Whatever philosophy that encourages the eat local movement got a run for its money this weekend when Miriam Simun served ricotta cheese made from human breast milk at FEAST, an art-centric dinner club in Brooklyn, New York.
The cheese was made from a combination of the milk from a mother in New York, and a cow from the Catskills. It was served on small, edible spoons, drizzled with honey. It was creamy, sweet and mild.
Simun derives milk from willing New York mothers, who she has gotten in touch with through Only The Breast, an online community devoted to mothers looking to buy or sell breast milk.
Along with the human/cow blend ricotta, premiered this weekend, Simun produces three other types of cheeses.
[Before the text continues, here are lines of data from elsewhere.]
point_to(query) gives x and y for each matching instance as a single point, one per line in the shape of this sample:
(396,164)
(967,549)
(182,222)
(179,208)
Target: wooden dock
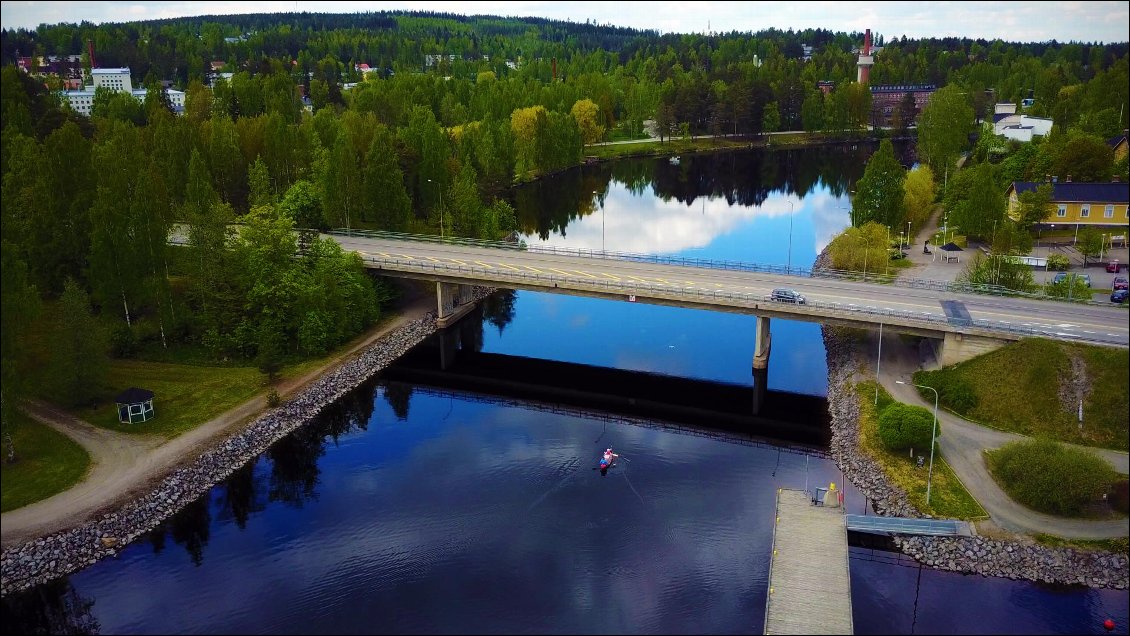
(809,584)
Wisconsin Bang is made from the milk of a Vermont mountain goat and from a lawyer's assistant, who eats a diet rich in organic meat. It's creamy with pungent notes; Sweet Airy Equity, made with the milk of a cow from the Catskills and from a slightly overweight mother in Midtown, whose diet is rich in sweets, is a mild, nutty and hard cheese; City Funk is an aromatic gorgonzola-like cheese, made from the blend of goat's milk and a woman in Manhattan who loves her sweets.
Simun is working alongside a chemist to produce pure human cheese, but the unique protein content of human breast milk renders the hardening process somewhat complicated.
At FEAST, the crowds reaction ranged from, bafflement to impartiality—though the FDA will likely be scratching their head over what to do with this emerging trend of marketable human-derived food products.